Working with RStudio

  • In this section, you will learn the basics of
    • working directory concept.
    • workspace and file system in RStudio.
    • getting help directly in RStudio session.
    • R packages.
    • citing R software and R packages.

Working Directory

  • R is always pointed at a directory on your computer file system.
    • This directory is generally called as working directory.
    • While loading and writing data sets or any kind of R objects, R uses this pre-specified working directory as the base path for file operations.
  • If you are not working a specific project and if you want R to start in a certain directory, you have to specify a path in your computer file system to be your default working directory.
    • This can be easily done in RStudio > Preferences > General > Default working directory (when not in a project).
    • Setting the default working directory, allows R to start the R session on this pre-specified path.
  • If you are working in a project like this one, it is a good idea to create a directory for the project and start R from there.
    • This makes it easy to save your work and find it in later R sessions.
    • For this purpose, you can and should use the RStudio Project feature.
    • For more information about the RStudio Project feature, see RStudio.

  • In R console or editor, you can
    • check and change the working directory of R interactive session.
    • also assign the working directory to a character string.
  • Note that when using older versions of R under any Windows Operating Systems, the slashes must be replaced with double backslashes.
# R code chunk is not evaluated.

R.home() ## Gives you the home directory of R software itself.
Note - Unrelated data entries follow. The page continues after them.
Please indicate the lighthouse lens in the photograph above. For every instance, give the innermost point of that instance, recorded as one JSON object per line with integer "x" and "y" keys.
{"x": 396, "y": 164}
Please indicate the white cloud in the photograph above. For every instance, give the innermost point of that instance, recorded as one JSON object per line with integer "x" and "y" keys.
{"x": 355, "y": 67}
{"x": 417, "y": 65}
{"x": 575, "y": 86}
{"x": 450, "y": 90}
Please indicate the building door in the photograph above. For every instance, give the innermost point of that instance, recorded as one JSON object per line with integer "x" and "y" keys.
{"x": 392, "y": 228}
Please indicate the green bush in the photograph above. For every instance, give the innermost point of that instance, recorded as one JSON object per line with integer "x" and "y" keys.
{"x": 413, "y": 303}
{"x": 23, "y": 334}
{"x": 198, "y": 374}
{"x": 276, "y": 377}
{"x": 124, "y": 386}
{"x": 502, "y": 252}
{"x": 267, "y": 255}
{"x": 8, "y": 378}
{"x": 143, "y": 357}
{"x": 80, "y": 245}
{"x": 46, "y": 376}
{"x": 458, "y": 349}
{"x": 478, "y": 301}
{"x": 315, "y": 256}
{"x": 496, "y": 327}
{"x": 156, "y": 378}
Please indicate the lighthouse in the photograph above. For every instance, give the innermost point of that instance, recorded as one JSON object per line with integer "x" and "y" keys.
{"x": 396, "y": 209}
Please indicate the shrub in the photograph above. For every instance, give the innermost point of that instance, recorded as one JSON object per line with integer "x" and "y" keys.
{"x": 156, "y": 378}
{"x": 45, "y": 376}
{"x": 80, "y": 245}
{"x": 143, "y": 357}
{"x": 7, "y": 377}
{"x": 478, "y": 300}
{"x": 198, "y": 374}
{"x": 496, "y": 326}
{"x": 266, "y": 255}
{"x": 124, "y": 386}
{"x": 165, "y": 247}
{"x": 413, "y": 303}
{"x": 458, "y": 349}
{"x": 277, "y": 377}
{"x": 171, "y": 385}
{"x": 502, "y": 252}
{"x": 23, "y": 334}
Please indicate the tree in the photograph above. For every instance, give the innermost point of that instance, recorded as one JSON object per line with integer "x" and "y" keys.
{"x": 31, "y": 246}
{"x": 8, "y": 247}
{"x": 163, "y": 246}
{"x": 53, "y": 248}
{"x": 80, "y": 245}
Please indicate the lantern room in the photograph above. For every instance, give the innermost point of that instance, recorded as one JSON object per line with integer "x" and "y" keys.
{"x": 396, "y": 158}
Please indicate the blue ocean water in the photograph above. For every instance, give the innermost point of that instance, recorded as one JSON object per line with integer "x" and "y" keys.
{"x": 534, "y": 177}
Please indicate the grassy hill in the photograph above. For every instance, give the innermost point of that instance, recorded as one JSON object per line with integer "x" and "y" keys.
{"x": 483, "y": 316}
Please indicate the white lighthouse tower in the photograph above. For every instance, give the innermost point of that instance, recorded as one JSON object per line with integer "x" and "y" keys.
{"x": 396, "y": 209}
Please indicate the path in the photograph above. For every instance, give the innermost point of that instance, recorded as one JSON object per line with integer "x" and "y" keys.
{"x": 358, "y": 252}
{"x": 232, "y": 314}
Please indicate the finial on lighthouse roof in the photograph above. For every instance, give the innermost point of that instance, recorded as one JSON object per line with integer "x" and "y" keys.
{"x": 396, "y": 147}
getwd() ## Gives the current working directory.
my.current.dir <- getwd() ## Assigns the current working directory to an object.

setwd("Path of Working Directory") ## Sets the working directory to a new one. Note that this can be a relative path or a full path.
setwd(my.current.dir) ## Using the assigned object, setting the working directory.

setwd("~") ## Changes the working directory to home directory.
setwd("../") ## Double dots are used for moving up in the folder hierarchy.
setwd("./") ## A single dot represents the current directory itself.
setwd("/") ## Forward slash changes the working directory to the root.

Workspace

  • The workspace is your current R working environment and includes any user-created objects such as vectors, matrices, data frames, lists, and functions.
  • In R console or editor, you can check the class, structure, and attributes of the R objects saved in your workspace.
x <- "NSCU"
class(x)  ## Gives the class of an object in a character string.
#> [1] "character"
str(x) ## Gives the details of object structure (class of the object and its values). Try to use it, very useful.
#>  chr "NSCU"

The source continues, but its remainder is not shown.